The magazine’s break from its traditional look came as part of a strategic partnership between TV Guide and NBC, where the network was looking for a breakthrough marketing concept for Weakest Link. (The new version of the show drops the word The from its name.)
“Their total audience is huge,” says Kjerstin Beatty, executive vice president for media strategy and planning at NBC Entertainment. “They’re delivering 1.1 million copies an issue. For us, that represents a bunch of hand-raisers who are into television. They subscribe to the magazine and they’re voraciously consuming the content.”
From that observation came an out-of-the-box advertising opportunity that worked for both TV Guide and NBC.
In addition to its mass circulation, NBC liked that TV Guide readers tend to watch linear TV, meaning they watch shows in real time, when they air on a schedule, rather than streaming them randomly, Beatty says. One challenge in the reboot was finding people who like game shows, and who also might remember the original show, which ran from 2001 to 2003. “We were limited in our ability to find the people who might have watched The Weakest Link when it was on the air, and we really had to sell the show all over again,” Beatty says. “We needed to get the folks who are casual gamers and into trivia-based shows.”
And that was where TV Guide’s hefty reach came in. Beyond the paid circulation of 1.1 million, Frost notes, the magazine has a total reach of 10 million-plus readers.
In a TV ecosystem that’s more fragmented than ever, it is very difficult to reach that kind of qualified large-scale audience with a marketing message, and just as difficult to bring an audience together to watch shows by appointment. “We could have just run an ad-page and it would have been fine,” Beatty says. “But we really started ideating with TV Guide on what would be more impactful.” That, in turn, led to the conversation about a promotional position on the magazine’s revered fall preview cover. In addition, TV Guide’s large print circulation gave NBC access to an off-air audience it needed to recruit.
“It all happened very quickly. We just knew it was something we had to do, and we knew it was going to elevate their brand as well as ours. You need to think about innovation wherever you can make it happen.”
“For me, it was, ‘How could I not do it?’” Beatty says. “It all happened very quickly. We just knew it was something we had to do, and we knew it was going to elevate their brand as well as ours. You need to think about innovation wherever you can make it happen.”

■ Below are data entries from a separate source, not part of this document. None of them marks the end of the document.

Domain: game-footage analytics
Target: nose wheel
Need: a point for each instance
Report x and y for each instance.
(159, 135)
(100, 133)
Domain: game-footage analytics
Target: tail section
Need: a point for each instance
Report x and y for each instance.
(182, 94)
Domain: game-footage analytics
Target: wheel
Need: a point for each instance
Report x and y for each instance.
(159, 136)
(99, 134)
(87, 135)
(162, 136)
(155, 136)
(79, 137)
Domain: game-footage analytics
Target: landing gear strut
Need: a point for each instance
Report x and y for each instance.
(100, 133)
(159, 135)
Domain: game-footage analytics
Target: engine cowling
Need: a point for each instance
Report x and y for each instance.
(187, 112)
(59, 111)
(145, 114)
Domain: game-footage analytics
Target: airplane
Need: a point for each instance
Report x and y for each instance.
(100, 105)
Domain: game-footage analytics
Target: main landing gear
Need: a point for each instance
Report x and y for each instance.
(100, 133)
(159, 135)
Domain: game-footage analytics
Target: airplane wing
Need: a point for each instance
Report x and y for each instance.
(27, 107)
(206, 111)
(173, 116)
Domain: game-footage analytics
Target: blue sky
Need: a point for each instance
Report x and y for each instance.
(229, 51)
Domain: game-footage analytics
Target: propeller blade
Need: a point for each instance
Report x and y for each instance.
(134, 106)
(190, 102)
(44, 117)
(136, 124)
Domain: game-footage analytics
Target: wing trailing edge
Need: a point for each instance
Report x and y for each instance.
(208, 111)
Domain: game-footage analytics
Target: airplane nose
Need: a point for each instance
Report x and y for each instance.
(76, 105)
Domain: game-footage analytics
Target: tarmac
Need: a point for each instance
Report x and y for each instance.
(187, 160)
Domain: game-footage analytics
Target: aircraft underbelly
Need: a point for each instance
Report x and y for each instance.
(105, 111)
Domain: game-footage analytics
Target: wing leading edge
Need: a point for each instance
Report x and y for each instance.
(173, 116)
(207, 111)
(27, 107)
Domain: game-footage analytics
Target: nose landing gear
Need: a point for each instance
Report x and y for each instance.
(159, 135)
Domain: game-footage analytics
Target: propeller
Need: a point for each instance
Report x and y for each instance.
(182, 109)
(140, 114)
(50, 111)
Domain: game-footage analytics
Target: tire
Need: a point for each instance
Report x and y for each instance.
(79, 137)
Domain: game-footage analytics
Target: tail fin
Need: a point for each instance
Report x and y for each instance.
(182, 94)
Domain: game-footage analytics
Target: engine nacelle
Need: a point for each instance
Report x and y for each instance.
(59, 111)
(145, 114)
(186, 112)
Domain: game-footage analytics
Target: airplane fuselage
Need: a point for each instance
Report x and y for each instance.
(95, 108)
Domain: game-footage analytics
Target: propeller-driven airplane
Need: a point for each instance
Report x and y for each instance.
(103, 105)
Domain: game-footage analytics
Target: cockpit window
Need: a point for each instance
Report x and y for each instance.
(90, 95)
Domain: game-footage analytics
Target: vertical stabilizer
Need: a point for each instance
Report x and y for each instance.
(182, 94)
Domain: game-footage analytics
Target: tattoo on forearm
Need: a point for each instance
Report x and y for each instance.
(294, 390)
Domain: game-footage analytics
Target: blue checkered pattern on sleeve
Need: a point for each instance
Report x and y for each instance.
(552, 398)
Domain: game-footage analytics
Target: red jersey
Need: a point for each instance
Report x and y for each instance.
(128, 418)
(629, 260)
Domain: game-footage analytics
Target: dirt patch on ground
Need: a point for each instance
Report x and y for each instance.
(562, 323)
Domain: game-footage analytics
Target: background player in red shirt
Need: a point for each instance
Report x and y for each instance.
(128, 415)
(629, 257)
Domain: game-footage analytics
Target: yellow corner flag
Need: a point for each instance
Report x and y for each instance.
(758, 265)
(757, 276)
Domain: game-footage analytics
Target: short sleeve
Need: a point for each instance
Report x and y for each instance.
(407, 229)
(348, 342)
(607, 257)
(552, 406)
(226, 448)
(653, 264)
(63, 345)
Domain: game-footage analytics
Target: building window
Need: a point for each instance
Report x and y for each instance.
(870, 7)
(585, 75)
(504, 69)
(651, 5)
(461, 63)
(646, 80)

For TV Guide, the native program with NBC also represents marketing innovation. “This concept was first to market, but done tastefully,” says Gary Kleinman, TV Guide vice president of brand partnerships. “It was seamless to our readers, and in keeping with the brand’s traditions, while at the same time reflecting the new media landscape. We think this demonstrates that our brand is as relevant now as it was 68 years ago.”
The program also includes a two-page spread within the magazine featuring, appropriately enough, some trivia about the show.
Beatty credits TV Guide with boldness for allowing a paid placement on its cover. “It speaks volumes for TV Guide,” she says. “I haven’t seen anyone in the print space willing to be as bold. That took a lot of guts.”
The results have been positive so far, Beatty adds. Weakest Link is the largest original launch for NBC since January 2019. “It was a huge success for us,” she says. “We were all doing a happy dance then morning we got the ratings.”
For the record Weakest Link also generated NBC’s top Wednesday rating in six months.
Perhaps someday the 2020 TV Guide Fall Preview issue will reflect today’s media world for future generations as accurately as the magazine’s original covers did for the industry seven decades ago.